En el mismo instante abrióse la puerta de la pieza vecina... Sanin se estremeció de asombro.
II
Una joven de unos diecinueve años, con los negros cabellos flotando, esparcidos sobre los hombros desnudos, se precipitó en la tienda extendiendo ante sí los brazos, igualmente desnudos. Vio a Sanin, lanzóse hacia él, le agarró una mano y trató de llevárselo consigo, diciéndole con voz entrecortada:
—¡Pronto, pronto, por aquí, sálvelo usted!
Sanin no siguió a la joven; no porque vacilase en obedecerla, sino porque el exceso de su asombro le dejó clavado en el sitio. Jamás había visto semejante belleza. Volvióse ella hacia él, y su voz, su mirada, el movimiento de las manos juntas oprimiendo su mejilla pálida expresaban tal desesperación mientras le repetía: “¡Pero venga usted!” que se precipitó en pos de ella por la entornada puerta.

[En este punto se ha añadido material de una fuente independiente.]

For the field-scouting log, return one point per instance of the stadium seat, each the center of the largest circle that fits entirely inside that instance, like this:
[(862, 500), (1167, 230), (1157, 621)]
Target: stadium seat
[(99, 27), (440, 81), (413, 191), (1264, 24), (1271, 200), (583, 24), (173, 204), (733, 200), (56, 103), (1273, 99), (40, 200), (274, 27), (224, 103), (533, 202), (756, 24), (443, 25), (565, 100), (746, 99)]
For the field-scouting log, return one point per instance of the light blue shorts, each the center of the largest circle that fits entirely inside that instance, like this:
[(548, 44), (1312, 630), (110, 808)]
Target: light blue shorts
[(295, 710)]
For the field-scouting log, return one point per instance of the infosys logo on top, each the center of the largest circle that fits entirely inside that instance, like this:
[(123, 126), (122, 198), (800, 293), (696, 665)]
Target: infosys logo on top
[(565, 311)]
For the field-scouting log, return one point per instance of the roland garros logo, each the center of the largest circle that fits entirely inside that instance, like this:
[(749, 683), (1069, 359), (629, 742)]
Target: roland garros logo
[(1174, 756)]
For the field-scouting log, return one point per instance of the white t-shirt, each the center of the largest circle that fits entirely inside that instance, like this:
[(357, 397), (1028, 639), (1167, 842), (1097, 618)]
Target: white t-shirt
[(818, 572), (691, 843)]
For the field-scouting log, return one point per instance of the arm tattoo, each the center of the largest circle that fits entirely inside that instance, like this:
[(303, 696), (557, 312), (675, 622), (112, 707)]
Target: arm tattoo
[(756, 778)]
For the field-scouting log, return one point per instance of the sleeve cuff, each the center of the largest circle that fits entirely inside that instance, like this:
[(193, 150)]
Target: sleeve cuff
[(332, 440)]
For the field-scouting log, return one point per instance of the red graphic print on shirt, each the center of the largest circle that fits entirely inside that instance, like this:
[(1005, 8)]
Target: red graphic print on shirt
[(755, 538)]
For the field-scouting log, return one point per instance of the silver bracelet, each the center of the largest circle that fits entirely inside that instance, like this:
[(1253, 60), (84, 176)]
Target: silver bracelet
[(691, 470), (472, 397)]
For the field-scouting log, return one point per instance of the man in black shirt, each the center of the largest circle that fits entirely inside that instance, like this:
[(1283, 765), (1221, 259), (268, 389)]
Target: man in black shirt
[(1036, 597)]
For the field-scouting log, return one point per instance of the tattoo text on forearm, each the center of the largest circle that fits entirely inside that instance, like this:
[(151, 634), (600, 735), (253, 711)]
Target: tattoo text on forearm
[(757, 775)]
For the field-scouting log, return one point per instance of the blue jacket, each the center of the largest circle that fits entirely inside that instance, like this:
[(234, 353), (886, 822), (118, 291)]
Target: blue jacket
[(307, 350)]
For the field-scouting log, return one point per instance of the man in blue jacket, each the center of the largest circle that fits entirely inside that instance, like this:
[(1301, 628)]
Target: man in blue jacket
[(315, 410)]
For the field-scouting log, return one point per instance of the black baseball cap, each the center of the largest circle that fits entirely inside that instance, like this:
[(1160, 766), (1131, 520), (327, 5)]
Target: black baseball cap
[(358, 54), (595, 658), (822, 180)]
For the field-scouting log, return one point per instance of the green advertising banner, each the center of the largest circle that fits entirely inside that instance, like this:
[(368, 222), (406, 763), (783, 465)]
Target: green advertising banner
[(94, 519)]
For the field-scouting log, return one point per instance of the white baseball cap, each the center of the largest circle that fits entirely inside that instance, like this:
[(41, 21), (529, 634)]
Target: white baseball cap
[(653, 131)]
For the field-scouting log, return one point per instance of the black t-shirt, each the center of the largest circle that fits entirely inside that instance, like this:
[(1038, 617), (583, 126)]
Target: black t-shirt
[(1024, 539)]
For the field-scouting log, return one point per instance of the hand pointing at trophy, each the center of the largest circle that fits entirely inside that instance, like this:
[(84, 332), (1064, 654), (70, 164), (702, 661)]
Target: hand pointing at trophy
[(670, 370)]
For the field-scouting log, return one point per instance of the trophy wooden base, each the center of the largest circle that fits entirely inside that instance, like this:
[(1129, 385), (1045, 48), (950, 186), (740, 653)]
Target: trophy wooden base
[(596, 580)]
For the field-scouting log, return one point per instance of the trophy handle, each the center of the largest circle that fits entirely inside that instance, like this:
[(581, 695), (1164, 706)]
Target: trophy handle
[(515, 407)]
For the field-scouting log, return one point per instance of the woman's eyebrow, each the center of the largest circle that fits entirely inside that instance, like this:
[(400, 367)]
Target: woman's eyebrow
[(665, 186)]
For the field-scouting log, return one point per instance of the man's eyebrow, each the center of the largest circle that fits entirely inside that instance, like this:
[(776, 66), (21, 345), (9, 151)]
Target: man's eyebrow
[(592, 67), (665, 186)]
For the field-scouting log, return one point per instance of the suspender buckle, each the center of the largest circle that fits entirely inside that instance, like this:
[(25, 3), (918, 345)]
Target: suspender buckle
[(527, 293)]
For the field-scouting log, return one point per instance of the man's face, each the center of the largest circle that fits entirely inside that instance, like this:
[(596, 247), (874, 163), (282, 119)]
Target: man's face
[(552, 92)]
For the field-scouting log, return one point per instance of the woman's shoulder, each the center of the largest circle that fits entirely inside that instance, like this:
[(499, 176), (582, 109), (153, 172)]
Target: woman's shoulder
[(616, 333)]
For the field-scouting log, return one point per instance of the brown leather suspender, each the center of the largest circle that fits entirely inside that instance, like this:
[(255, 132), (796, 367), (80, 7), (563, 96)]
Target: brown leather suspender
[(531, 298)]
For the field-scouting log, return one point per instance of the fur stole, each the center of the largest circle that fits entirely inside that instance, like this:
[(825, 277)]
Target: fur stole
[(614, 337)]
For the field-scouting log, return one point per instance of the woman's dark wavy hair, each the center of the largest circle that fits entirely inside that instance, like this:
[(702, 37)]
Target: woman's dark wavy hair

En la segunda estancia vio tendido en un diván de crin pasado de moda a un muchacho de catorce años, parecidísimo a la joven; evidentemente era su hermano. Aquel niño estaba muy pálido, blanco más bien, con reflejos amarillos como la cera o como un mármol antiguo. Tenía los ojos cerrados; la sombra de sus espesos cabellos negros le cubrían la frente inmóvil y lisa, las cejas finamente dibujadas e inertes; veíanse brillar los dientes apretados entre los labios azulencos. Tenía la apariencia de no respirar ya; uno de los brazos estaba debajo de la cabeza, y el otro colgando pesadamente hasta el suelo. El niño estaba vestido de pies a cabeza y abotonado de arriba abajo; tenía puesta la corbata, oprimiéndole el cuello.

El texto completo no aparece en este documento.